The name alone conjures up sweat-sodden dreams of a somewhat malodorous alchemist’s lair in the back alleys of Istanbul. But the resultant aroma of this gin liqueur is pleasantly piquant and goes rather well with some pungent cheeses while the winter wind howls outside. The range of daringly original gins and liqueurs from this, Manchester’s first craft gin distillery, is overwhelming. There’s more than 30 to choose from, ranging from the seductively tempting (Winter Raspberry) to one that’s been, well, there’s no other way to say this, endorsed by Gemma Collins.

£20, zymurgorium.com

Seven Brothers ‘Don’t Milk It’ Vegan Milkshake Beer

We don’t discriminate or judge in this column. Well, actually that’s a complete lie. We have a major problem with Bud Light and the pitiful range of white wines that haven’t altered for over half-a-decade in any of the ‘Local’ branches of Sainsbury’s. But we embrace the new. And this creation is right at the forefront of what refusenik Oasis fans would call uncomfortable, new and strange and what Four Tet and Octavian fans would open-mindedly embrace.

This vegan milkshake beer, which really is created by seven brothers based in Salford, has a slight vanilla kick to it. You’ll struggle with this if sweetness in your beer is a no-no. But if you can handle the idea of a boozy drink that’s half retro-California-drive-through-shake and half cutting-edge-northern-ale then this is a most welcome oddity.

£4.25, sevenbro7hers.com

Bertrand Senecourt Beau Joie Brut by Champagne Charles Ellner

Now here’s one for only those who are truly, madly, deeply in love. OK, it retails at £180 from Harvey Nicks but this is a zero-dosage (meaning no added sugar) champagne from Bertrand Senecourt, an achingly cool, just-obscure-enough, Epernay-based brand bottled on the Charles Ellner estate. This is biscuit crisp with just the faintest tickle of natural sweetness on the back note, while the bottle has a copper, fin-de-siècle type armoury wrapped around it. A blend of 50 per cent Pinot Noir and 50 per cent Chardonnay, the name translates as ‘beautiful joy’. Feel free to add on as many extra superlatives as you desire. They’re all deserved.

£180, harveynichols.com

Valentine’s truffle and wine gift set by Independent Wine

Wine and chocolate on Valentine’s Day? It’s a gift idea that is about as impressive as a limp bouquet of petrol station forecourt flowers if it isn’t done right. And this means putting a little bit of effort into it rather than dashing to Marks and Spencer at 5.30pm to see what’s left in the ‘dine in two for £12’ section.

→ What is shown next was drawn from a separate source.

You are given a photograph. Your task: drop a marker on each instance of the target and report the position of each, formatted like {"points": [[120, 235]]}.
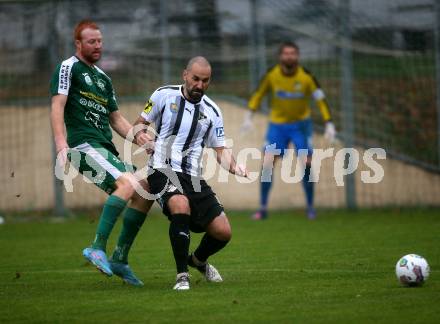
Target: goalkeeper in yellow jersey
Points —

Independent Wines (who specialise in lesser known Italian bins) has created three different wine-and-chocolate pairings. Our pick of the trio is the Citrus and Spice: Gewurtztraminer & Velvet Truffles combination. The wine, from the Alto Adige region of South Tyrol, has gorgeously sensual notes of honey and grapefruit, while the truffles, created by Scottish chocolatier Ian Burnet, are decorated with intricate cocoa patterns. This is the wine and chocolate equivalent of a gratifyingly expensive lingerie splurge in Agent Provocateur.

From £53.85, independent.wine

Deptford/Hackney Wick beer gift boxes by East Gifting Outfit

‘Someone decided to boost your day’ is the motto printed on the side of these nifty, and modishly packaged, black-and-white gift boxes of ultra-obscure canned beers. Take your pick of micro brews from Hackney or Deptford (come on, you didn’t really think Hampstead or Mayfair were going to be an option did you?) which, if you choose to venture for the SE8 option, gives you four varieties from the Villages brewery, including a toothsome Rafiki session IPA and a vegan-friendly, exceptionally crisp-and-tangy Whistle lager.

If nobody thus far has decided to boost your Valentine’s Day then you can do the job yourself – it only takes 48 hours to get one of these boxes delivered to your door through their website.